- Born: 23 March 1920 Naples, Italy
- Died: 22 February 1987 (aged 66) Rome, Italy
- Occupation(s): Musician, composer
- Children: Sergio Rendine

= Furio Rendine =

Italian composer, lyricist, producer, organizer and conductor

Furio Rendine (23 March 1920 – 22 February 1987) was an Italian composer, lyricist, producer, organizer and conductor.

== Life and career ==
Born in Naples, after getting a degree in law Rendine graduated in piano, harmony and composition at the San Pietro a Majella Conservatory. In the second half of the 1940s he moved to Milan, where he was active as conductor of dance orchestras and started collaborating with EIAR.
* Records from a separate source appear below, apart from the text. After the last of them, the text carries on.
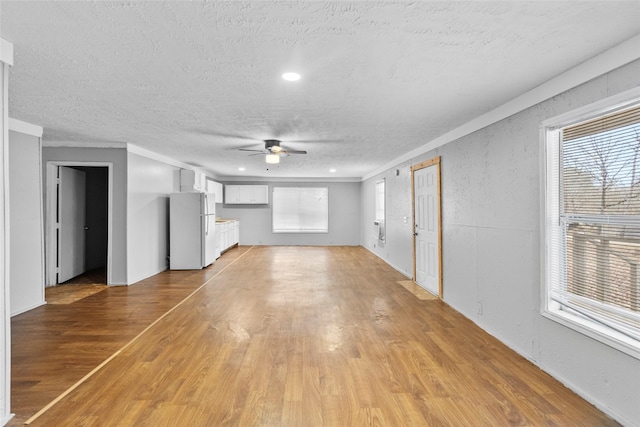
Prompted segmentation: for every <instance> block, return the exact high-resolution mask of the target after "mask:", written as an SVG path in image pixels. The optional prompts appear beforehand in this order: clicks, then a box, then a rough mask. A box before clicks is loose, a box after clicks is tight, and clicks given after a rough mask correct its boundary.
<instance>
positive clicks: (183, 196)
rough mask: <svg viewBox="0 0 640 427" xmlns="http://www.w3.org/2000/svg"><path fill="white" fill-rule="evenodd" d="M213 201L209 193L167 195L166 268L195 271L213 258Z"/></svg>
mask: <svg viewBox="0 0 640 427" xmlns="http://www.w3.org/2000/svg"><path fill="white" fill-rule="evenodd" d="M215 202H216V198H215V195H214V194H213V193H173V194H171V195H170V196H169V268H170V269H171V270H196V269H200V268H204V267H206V266H208V265H209V264H211V263H212V262H213V261H214V260H215V258H216V238H215V231H216V211H215V206H216V205H215Z"/></svg>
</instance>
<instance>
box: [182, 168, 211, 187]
mask: <svg viewBox="0 0 640 427" xmlns="http://www.w3.org/2000/svg"><path fill="white" fill-rule="evenodd" d="M180 191H182V192H187V193H188V192H197V193H202V192H206V191H207V177H206V176H205V175H204V174H203V173H201V172H196V171H193V170H189V169H182V170H181V171H180Z"/></svg>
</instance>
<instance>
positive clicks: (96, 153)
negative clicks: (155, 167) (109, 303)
mask: <svg viewBox="0 0 640 427" xmlns="http://www.w3.org/2000/svg"><path fill="white" fill-rule="evenodd" d="M45 142H46V141H45V140H43V145H44V143H45ZM49 161H60V162H77V164H78V165H80V164H81V163H83V162H101V163H106V162H109V163H112V164H113V190H112V191H113V200H112V204H113V206H112V220H113V229H112V230H111V238H112V241H111V244H112V251H111V254H112V259H111V275H110V279H109V284H110V285H125V284H127V283H128V281H127V150H126V149H125V148H81V147H47V146H43V148H42V167H43V177H45V176H46V167H47V166H46V165H47V162H49ZM43 189H44V192H45V193H46V185H44V183H43ZM45 200H46V199H45ZM45 221H46V219H45Z"/></svg>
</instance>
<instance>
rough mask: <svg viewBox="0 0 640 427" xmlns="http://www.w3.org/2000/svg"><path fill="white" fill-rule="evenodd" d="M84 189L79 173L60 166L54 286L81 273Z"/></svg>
mask: <svg viewBox="0 0 640 427" xmlns="http://www.w3.org/2000/svg"><path fill="white" fill-rule="evenodd" d="M85 188H86V177H85V173H84V172H83V171H80V170H77V169H72V168H69V167H65V166H60V174H59V181H58V191H59V193H58V283H62V282H65V281H67V280H69V279H72V278H74V277H76V276H78V275H80V274H82V273H84V272H85V263H84V246H85V197H86V195H85Z"/></svg>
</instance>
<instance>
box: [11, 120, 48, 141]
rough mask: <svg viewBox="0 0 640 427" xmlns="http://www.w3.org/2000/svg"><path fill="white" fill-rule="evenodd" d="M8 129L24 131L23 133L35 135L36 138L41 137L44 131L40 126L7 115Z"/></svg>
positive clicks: (30, 135)
mask: <svg viewBox="0 0 640 427" xmlns="http://www.w3.org/2000/svg"><path fill="white" fill-rule="evenodd" d="M9 130H11V131H13V132H20V133H24V134H25V135H30V136H35V137H37V138H42V133H43V132H44V130H43V129H42V126H37V125H32V124H31V123H27V122H23V121H21V120H16V119H12V118H11V117H9Z"/></svg>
Rendine debuted as a composer in 1947, and got his first success in 1948 with the song "A Zingarella". In 1950 he founded the record label Casa Musicale Rendine. Three of his songs won the Festival di Napoli competition: in 1957 "Malinconico Autunno", performed by Marisa Del Frate, in 1958 "Vurria", performed by Nunzio Gallo and Aurelio Fierro, and in 1966 "Bello", performed by Sergio Bruni and Robertino. He himself was artistic director of the 1961 edition of the festival, as well as organizer of numerous musical events.

He was the father of the composer Sergio Rendine.